Zunächst hatte ich wie so viele Vorurteile über eBikes. Als ich dann mal auf Texel für 2 Stunden eins gefahren hatte war der Grundstein gelegt.

Wenn man sich mehr mit dem Thema beschäftigt stellt man fest, dass sich alle Vorurteile in Luft auflösen.

Klar geht es ohne. Beim Saisonstart habe ich mit mit einer hügeligen 60Km Tour gleich mal übernommen – man will sich ja beweisen, dass es noch mit den Distanzen wie vor 25 Jahren klappt.
Aber gesund war das sicher nicht. Ich spreche noch nicht mal vom aeroben Bereich sondern von echter Überlastung.

Je nachdem welche Studie man ließt heißt es da, dass man zwischen 4 bis 10 mal mehr Fahrrad fährt als vorher und 3mal so weit. Klingt schon mal gut. Die Hemmschwelle Fahrten mit dem Fahrrad zu absolvieren sinkt dramatisch durch das “e”.

Die Reichweite gibt einem ein Gefühle von Freiheit. Ich kann ohne mir groß Gedanke über die Machbarkeit einer Route einfach drauf los fahren, auch mal Wege spontan ausprobieren. Für meine Herzgesundheit ist der Bereich im ECO Modus genau das Richtige.

Bekannte, die seit einigen Jahren eBike fahren, haben es von 0 auf 6000km im Jahr gebracht und als positiven Nebeneffekt ihren Bauch verloren.

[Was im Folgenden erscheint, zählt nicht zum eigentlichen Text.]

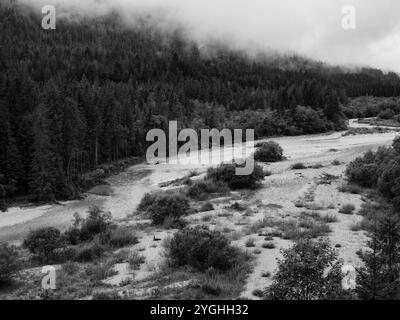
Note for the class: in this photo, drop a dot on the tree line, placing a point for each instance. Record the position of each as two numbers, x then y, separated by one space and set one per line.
88 92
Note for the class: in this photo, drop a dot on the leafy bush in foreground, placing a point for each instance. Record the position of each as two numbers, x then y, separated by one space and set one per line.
8 263
308 271
227 173
268 152
201 249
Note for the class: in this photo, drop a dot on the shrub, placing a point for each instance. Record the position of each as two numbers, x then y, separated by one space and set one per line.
96 222
308 271
208 206
147 201
350 188
119 237
168 205
250 243
45 244
365 175
269 245
201 190
386 114
172 222
347 208
99 271
8 263
106 295
298 166
135 260
268 152
227 173
89 252
396 143
201 249
258 293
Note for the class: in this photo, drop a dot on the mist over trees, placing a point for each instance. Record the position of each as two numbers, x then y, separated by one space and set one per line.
88 92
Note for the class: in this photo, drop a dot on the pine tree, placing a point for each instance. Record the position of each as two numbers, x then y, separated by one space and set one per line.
380 277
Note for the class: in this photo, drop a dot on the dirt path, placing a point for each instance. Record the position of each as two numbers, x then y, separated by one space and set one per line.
129 186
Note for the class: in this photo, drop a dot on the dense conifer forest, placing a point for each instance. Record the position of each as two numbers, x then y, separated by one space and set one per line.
88 92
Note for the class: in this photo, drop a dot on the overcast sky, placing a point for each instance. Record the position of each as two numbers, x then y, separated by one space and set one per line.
309 27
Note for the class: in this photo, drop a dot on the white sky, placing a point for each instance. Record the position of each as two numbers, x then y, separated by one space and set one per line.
309 27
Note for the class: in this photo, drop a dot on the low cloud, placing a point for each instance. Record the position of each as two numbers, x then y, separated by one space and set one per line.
309 27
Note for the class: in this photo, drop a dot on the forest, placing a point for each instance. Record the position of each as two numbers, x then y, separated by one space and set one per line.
88 92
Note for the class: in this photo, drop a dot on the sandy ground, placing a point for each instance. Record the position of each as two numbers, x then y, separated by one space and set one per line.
277 197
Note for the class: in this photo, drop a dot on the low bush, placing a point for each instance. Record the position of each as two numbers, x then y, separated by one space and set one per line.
308 271
269 245
8 263
168 205
250 243
201 190
118 237
89 252
99 271
208 206
45 244
201 249
268 152
96 223
227 173
147 200
347 209
350 188
135 260
298 166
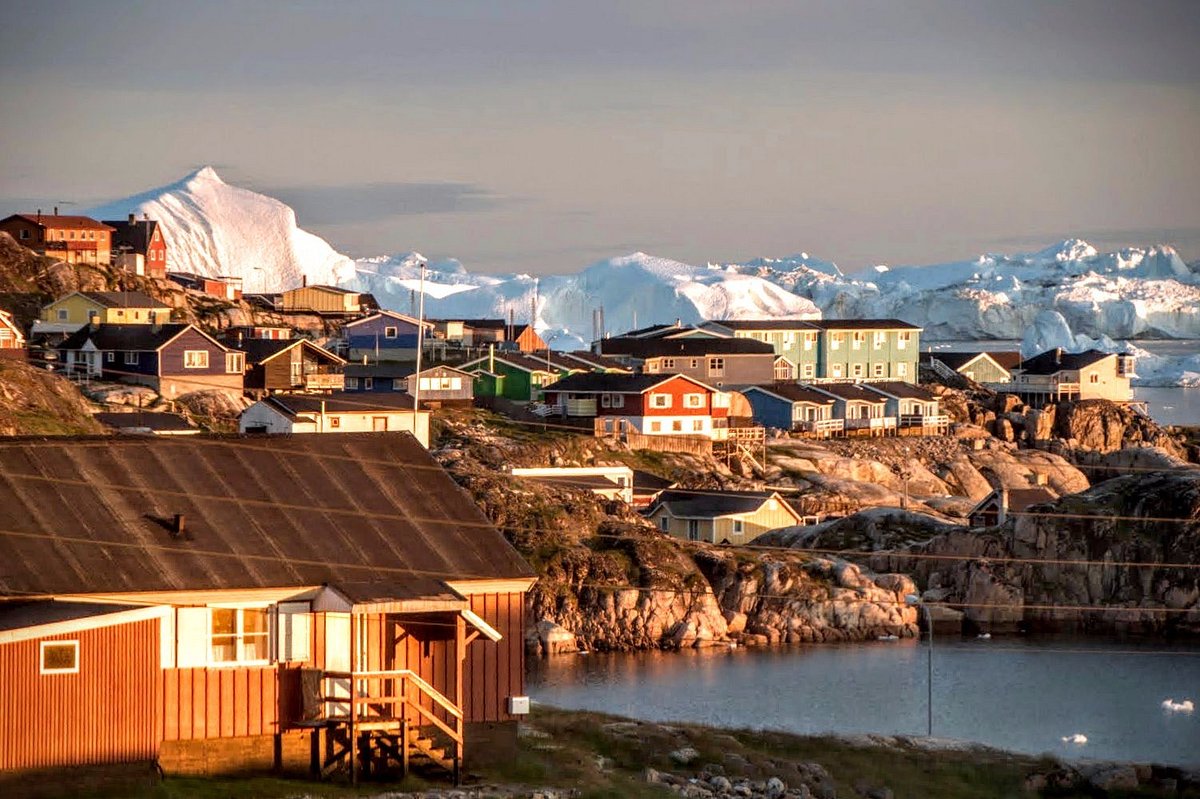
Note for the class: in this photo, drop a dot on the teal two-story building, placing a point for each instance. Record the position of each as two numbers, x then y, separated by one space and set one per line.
835 349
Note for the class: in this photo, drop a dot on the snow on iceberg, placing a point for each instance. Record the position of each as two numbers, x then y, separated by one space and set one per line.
213 228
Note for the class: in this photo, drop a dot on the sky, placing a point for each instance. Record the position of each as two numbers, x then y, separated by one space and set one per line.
543 136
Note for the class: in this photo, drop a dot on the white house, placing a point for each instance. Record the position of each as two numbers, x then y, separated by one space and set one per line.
340 412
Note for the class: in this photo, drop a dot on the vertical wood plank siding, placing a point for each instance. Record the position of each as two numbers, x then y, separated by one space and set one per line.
202 703
495 671
106 713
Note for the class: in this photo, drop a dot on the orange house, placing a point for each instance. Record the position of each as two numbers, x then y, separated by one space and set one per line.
215 604
73 239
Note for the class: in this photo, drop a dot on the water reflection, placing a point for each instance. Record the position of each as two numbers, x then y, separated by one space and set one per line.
1014 694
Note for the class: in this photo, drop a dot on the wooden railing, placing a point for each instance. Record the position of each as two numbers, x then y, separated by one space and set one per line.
391 697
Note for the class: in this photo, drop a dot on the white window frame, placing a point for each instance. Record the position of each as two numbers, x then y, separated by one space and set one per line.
239 636
196 359
41 658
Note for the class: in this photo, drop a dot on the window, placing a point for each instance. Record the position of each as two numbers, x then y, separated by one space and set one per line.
239 635
196 359
60 658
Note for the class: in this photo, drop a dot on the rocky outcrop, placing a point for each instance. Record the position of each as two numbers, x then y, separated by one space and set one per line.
1103 426
1095 560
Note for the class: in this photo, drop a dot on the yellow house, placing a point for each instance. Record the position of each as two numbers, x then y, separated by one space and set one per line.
105 307
321 299
717 516
1056 376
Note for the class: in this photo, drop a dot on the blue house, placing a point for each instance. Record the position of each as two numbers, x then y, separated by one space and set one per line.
792 407
173 359
384 336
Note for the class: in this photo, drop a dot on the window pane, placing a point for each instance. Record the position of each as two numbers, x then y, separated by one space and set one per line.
253 620
225 622
225 649
255 647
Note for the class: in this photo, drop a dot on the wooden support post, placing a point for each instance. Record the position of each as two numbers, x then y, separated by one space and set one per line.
460 638
353 743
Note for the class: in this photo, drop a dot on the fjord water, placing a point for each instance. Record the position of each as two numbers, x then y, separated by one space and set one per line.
1014 694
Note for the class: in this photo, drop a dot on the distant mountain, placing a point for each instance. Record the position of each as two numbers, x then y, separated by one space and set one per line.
214 228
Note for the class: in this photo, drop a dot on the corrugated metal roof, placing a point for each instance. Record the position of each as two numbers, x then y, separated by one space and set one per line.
94 515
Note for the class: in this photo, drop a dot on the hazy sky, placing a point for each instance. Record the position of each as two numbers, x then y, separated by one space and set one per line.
544 136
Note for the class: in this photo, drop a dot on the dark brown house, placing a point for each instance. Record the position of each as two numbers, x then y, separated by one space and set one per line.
214 604
295 365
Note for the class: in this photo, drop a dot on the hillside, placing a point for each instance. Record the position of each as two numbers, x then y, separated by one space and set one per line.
34 402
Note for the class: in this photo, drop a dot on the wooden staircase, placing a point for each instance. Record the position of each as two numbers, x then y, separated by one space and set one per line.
388 727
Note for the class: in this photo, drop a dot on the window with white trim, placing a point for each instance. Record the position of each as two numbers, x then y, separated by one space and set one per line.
196 359
239 635
59 658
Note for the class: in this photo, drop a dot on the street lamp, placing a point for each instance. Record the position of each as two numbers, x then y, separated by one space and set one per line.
912 600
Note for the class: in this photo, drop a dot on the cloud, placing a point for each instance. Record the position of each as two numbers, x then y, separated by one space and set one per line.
377 202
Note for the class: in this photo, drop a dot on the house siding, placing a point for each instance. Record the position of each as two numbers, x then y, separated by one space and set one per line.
106 713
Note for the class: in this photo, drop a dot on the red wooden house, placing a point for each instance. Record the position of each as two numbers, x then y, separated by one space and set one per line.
217 604
652 404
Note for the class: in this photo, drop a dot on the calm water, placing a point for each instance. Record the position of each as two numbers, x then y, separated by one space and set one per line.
1014 694
1167 406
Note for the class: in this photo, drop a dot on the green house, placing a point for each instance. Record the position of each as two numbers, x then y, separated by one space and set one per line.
514 376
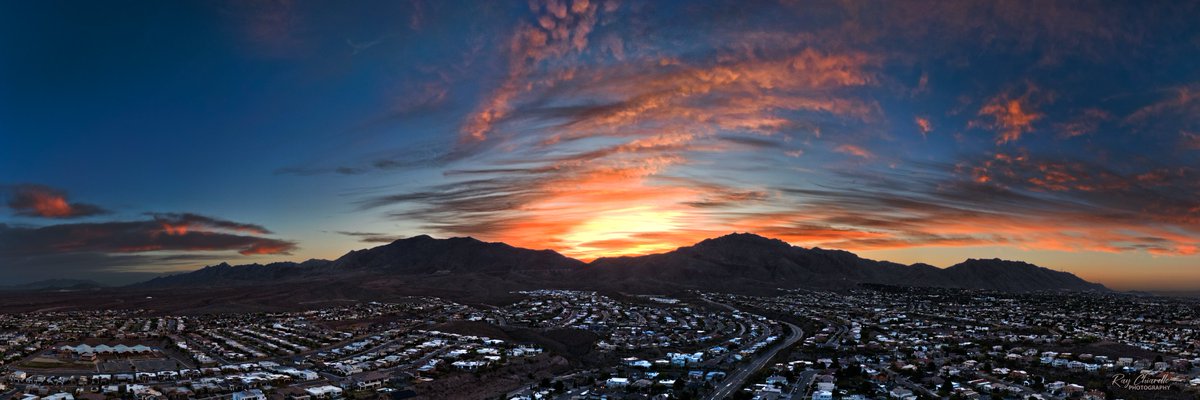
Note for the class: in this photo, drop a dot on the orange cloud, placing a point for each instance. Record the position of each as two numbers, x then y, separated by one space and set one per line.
924 125
855 150
1011 117
47 202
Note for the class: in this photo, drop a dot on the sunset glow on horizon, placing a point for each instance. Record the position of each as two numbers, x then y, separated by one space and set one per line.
143 138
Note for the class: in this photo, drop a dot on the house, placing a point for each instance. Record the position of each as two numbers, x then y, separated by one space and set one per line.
252 394
324 392
372 380
899 393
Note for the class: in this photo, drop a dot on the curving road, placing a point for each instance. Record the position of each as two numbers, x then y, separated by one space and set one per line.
735 381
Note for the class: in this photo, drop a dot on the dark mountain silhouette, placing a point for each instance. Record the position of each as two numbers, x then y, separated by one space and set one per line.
738 262
54 285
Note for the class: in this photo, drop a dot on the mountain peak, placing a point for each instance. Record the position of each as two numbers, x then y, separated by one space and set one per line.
742 239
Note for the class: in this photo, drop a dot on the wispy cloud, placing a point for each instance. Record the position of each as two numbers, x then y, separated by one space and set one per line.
41 201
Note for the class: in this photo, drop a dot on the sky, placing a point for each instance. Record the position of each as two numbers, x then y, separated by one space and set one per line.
139 138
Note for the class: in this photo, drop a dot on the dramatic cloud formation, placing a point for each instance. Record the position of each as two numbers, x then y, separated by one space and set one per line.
162 233
132 248
46 202
603 127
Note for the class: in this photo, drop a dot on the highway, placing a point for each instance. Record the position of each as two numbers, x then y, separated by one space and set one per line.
735 381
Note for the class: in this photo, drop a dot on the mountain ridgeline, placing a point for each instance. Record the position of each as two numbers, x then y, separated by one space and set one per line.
738 262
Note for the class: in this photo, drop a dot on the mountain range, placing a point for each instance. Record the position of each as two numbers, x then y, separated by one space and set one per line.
738 262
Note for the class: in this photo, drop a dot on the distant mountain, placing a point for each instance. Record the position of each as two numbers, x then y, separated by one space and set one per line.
425 255
54 285
738 262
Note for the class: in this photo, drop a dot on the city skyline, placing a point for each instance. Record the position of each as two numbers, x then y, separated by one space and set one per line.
147 138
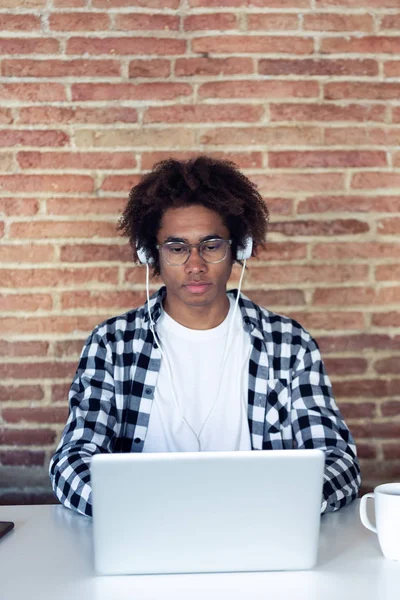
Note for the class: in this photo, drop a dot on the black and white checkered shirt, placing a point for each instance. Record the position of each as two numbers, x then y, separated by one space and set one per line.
290 401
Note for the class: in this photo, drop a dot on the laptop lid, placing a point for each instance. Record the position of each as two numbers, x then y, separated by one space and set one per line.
206 511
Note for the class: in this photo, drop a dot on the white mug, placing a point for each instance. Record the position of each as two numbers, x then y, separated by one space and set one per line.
387 517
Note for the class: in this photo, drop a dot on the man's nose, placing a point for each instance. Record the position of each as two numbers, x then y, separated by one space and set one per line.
195 262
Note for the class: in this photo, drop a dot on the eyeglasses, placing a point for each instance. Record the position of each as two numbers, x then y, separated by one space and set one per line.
178 253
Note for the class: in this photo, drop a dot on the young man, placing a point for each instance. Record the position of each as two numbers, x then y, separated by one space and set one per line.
186 371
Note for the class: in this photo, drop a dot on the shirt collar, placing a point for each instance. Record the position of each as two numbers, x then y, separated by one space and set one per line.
250 312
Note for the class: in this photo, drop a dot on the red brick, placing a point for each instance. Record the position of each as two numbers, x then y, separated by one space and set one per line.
156 67
375 180
79 21
96 253
59 392
129 91
146 22
369 388
13 393
157 4
85 206
62 229
303 274
26 253
321 67
119 183
271 136
264 44
295 182
56 114
390 21
390 408
344 296
322 228
391 68
389 319
70 348
338 22
76 160
27 437
346 366
52 325
389 226
327 112
269 298
272 22
125 45
94 300
213 66
251 3
283 251
32 92
60 68
371 44
46 183
387 272
22 207
362 90
21 457
25 302
40 415
322 204
326 159
25 348
391 451
329 321
245 160
358 410
259 89
345 136
210 22
359 343
38 370
203 113
28 45
44 277
390 364
33 138
9 22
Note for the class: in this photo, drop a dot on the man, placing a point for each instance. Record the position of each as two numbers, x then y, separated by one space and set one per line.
186 371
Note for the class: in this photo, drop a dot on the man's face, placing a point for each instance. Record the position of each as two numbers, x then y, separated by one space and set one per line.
196 283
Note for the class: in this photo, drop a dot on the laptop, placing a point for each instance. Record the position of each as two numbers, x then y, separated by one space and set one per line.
194 512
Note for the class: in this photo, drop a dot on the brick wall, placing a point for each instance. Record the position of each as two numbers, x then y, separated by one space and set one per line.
302 94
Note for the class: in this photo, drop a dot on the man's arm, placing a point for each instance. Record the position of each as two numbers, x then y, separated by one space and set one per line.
317 423
91 427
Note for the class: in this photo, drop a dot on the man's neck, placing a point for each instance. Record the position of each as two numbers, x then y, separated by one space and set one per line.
197 317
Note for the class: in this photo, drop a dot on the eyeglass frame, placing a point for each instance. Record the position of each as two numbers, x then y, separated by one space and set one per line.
191 246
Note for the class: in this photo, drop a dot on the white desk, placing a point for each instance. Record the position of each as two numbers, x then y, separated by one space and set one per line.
48 556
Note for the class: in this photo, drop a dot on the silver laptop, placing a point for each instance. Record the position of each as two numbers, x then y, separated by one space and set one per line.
206 511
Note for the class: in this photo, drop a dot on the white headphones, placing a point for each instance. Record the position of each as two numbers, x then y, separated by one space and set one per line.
242 253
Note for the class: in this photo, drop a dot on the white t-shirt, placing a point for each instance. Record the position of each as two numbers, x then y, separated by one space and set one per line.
195 357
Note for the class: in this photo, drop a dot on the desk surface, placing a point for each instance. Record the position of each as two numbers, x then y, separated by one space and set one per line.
48 556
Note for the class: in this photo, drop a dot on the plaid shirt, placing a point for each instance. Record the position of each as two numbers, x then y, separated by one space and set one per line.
290 401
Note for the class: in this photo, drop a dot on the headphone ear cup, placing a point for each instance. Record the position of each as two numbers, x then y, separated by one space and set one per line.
244 253
142 256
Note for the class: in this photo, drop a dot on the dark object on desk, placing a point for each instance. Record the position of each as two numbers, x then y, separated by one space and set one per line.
5 527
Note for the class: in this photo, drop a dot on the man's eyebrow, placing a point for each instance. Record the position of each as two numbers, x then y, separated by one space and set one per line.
212 236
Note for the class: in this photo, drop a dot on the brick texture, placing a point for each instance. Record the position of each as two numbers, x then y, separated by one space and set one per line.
302 95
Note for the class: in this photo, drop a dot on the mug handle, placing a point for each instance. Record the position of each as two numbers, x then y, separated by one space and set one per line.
363 513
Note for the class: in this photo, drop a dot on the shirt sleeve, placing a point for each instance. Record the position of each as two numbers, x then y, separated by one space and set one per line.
90 428
317 423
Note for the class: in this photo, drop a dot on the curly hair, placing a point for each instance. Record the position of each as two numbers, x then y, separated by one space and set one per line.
210 182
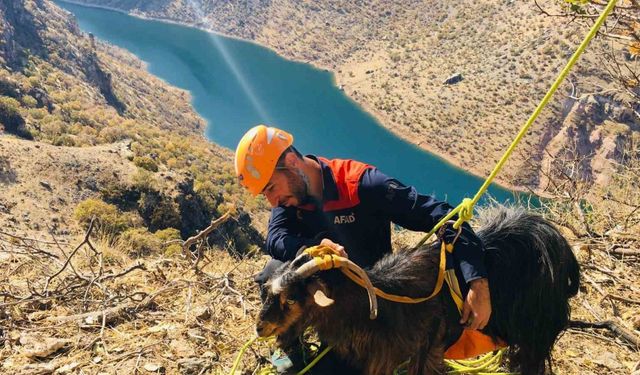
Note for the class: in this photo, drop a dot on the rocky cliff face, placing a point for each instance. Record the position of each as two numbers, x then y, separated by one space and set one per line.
25 33
63 88
598 132
20 32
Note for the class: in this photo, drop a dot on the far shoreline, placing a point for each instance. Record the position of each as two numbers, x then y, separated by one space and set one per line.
366 108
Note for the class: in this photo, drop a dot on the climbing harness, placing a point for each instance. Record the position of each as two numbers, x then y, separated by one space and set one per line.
490 362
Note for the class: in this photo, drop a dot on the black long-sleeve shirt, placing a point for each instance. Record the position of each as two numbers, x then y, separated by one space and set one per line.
359 203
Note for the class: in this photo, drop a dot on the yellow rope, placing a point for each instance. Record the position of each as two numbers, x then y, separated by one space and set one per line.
465 209
328 258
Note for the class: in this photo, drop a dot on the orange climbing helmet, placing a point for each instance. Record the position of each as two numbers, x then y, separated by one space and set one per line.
257 155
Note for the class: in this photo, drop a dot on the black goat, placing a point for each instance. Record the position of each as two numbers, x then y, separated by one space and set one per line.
532 275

Auch für kurze anstrengende Strecken wo man nicht verschwitzt ankommen will ist es perfekt geeignet. Ich möchte einfach meinen ökologischen Fußabdruck verkleinern und mehr regionale Produkte direkt beim Erzeuger kaufen, ohne dafür jedesmal 15km je Bauer mit dem Auto zu fahren. Auch der Einsatz an sehr heißen Tagen sinkt die Hemmschwelle Wege mit dem Fahrrad zu bestreiten.

Anhänger für Hund und Kind verlieren den Schrecken, zwar sinkt die Reichweite, aber derjenige der zieht ist den anderen nicht mehr so stark im Nachteil. Ich hatte mal versucht unseren 12kg Hund in einem 7kg Anhänger zu ziehen. Untrainiert bin ich am ersten Anstieg schon hängen geblieben.

Unabhängig von aller Vernunft macht es großen Spaß bedingt durch die Reichweite so viel an einem Tag zu sehen.